Conferentie Werkgemeenschap Informatiewetenschap "Let your browser do the walking", donderdag 27 november 1997.

Filter Browsing on the World Wide Web

J. Vendrig, M. Worring, A.W.M. Smeulders

{vendrig, worring, smeulders}@wins.uva.nl, Intelligent Sensory Information Systems, Faculty of WINS, University of Amsterdam, Kruislaan 403, 1098 SJ Amsterdam.

Index

Abstract

Introduction

Query by Pictorial Example

Filter Image Browsing

Conclusions and future research

References

Authors

Abstract

Navigation through large multimedia information spaces depends on automated indexing of the multimedia data and dynamic interpretation of the user’s information needs. In full-text retrieval and especially in image retrieval, research has focused on similarity ranking techniques to dynamically respond to user queries. However, similarity ranking can lead the user to a homogeneous collection of undesired data. In this article we describe the Filter Browsing approach that is based on differences, rather than similarities, between information entities. Users can navigate through large databases by zooming in on parts of the database that suit their information needs. By iteratively limiting the information space, the user is able to end up with a small amount of relevant information items that can be inspected one by one. The application of Filter Browsing in the ImageRETRO system is described. For evaluation of ImageRETRO a pictorial database was filled with 10,000 images acquired automatically from the World Wide Web.

Introduction

In the past decades large archives of digital textual documents have been created. Due to a decrease in cost of acquiring and storing pictorial data, image- and video databases gain popularity as well. Finding information entities in such databases requires additional retrieval techniques. Indexing of data by adding descriptions to the items is intuitively the best way to assist users in their search for information. However, the generation of descriptions has some disadvantages. The major disadvantage is the feasibility in practice. Manual indexing would be very labor intensive and thus costly in large data collections. A more fundamental disadvantage is the ambiguity of data. Humans will assign descriptions to information items based on their own point of view. Descriptions generated by different persons (or even by one person at different times) are likely to vary unless an accurately specified vocabulary is available for the particular domain. With regard to images, in [6] it is concluded that "keywords often provide a better description of the person who assigns them than they do the image".

Considering the disadvantages of manual indexing it is obvious that the assignment of keywords and descriptions should be automated. For full text documents elaborate indexing techniques are available, reducing large chunks of text to a short list of relevant words. Extracting textual descriptions from images is however less successful. The translation from an image object to keywords requires a great deal of knowledge about the domain. Furthermore, unlike words in a text, objects in an image can’t be distinguished easily.

The problem of descriptions generation holds as well for Query by Association, the information retrieval method in which user input is a choice of one of the navigation controls, e.g. multimedia hypertext. Since the controls have to be based on the image content, the user-friendly approach of Query by Association faces the same disadvantages as keyword queries.

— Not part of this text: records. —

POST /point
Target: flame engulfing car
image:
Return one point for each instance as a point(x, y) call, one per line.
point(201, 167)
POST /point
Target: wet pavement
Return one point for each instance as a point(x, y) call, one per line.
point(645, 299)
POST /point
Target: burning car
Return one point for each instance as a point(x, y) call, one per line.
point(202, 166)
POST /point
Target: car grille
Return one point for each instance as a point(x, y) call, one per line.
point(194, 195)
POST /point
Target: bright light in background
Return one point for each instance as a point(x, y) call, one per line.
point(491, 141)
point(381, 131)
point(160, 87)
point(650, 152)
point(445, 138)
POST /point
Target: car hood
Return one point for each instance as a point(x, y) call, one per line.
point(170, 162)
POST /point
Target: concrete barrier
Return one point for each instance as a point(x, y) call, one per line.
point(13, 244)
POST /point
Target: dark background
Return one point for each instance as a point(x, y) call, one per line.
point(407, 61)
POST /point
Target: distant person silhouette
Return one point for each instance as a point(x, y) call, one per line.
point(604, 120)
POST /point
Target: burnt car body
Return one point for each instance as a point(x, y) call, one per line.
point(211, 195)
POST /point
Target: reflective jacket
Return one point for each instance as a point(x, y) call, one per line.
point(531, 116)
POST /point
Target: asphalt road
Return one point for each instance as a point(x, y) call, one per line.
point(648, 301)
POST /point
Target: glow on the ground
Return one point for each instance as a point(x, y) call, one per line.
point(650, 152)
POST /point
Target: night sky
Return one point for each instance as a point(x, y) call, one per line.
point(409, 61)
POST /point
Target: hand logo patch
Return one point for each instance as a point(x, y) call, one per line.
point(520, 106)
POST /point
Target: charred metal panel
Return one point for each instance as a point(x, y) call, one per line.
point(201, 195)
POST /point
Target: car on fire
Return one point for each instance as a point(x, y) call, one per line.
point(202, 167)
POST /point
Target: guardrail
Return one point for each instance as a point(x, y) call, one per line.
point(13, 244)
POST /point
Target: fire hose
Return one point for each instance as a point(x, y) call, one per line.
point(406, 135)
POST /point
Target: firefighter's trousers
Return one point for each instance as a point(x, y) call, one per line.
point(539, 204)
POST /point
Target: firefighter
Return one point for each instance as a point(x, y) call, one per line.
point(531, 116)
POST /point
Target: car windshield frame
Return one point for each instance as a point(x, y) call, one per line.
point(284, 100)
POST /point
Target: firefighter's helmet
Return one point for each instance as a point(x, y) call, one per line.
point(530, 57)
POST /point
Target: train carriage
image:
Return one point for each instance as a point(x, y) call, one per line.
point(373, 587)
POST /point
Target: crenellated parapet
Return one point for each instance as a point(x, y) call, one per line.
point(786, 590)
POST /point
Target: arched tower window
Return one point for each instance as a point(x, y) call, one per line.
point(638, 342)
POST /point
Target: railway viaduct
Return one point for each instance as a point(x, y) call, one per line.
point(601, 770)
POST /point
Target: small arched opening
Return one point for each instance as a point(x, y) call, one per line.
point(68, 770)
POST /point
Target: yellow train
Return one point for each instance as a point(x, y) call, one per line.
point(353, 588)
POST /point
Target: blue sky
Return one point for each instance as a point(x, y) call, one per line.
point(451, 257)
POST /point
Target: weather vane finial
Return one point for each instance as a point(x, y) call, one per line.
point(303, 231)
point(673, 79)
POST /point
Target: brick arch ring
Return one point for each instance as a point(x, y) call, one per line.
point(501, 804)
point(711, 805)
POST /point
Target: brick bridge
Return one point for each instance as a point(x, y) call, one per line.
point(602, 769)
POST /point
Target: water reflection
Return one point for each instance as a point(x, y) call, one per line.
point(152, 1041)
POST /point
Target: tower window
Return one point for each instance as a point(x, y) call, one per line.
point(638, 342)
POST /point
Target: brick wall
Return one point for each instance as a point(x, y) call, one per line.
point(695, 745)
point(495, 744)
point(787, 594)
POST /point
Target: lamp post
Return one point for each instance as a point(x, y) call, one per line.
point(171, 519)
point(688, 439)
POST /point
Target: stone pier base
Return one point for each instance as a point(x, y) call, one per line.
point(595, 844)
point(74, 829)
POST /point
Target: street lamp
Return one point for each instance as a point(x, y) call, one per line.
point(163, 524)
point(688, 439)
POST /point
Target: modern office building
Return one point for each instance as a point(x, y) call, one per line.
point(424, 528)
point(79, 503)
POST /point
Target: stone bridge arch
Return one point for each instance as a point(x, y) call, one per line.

Context can be useful to reduce a multimedia retrieval problem to a full text retrieval problem. In [10] the Piction system is described that identifies human faces in newspaper photographs using visual semantics and natural language processing. Piction associates terms in the caption of an image with a photograph, or even a part of the photograph. The indexing is performed fully automatically. The retrieval of the images is based purely on descriptions.

Since context is not always available and indexing based on information encoded in the image itself would be less speculative, multimedia research focuses on indexing on image features. Image features are non-information-bearing [3] metadata derived directly from the pictorial data. Query by Pictorial Example is currently the most frequently used method to retrieve images, e.g. in [4], [5], [7].

In the next section the Query by Pictorial Example method will be explained in detail. Next, it is shown how disadvantages of the method can be avoided when combined with concepts from Query by Association. The resulting method is called Filter Image Browsing. Results of an experiment with a Filter Image Browsing implementation will be described, followed by conclusions and suggestions for general application of Filter Browsing in multimedia information retrieval.

Query by Pictorial Example

In 1980 [1] introduced the concept of Query by Pictorial Example (QPE) which was based on the Query By Example (QBE) concept for alphanumeric data. Query by Pictorial Example is the retrieval method in which the query for images itself consists of one or more images. The result of the query is a similarity ranking of a set of images according to the similarity in value for computed image features.
The most important difference between QPE and the original QBE concept is the match operation. The latter method results in a set of records that exactly match the query.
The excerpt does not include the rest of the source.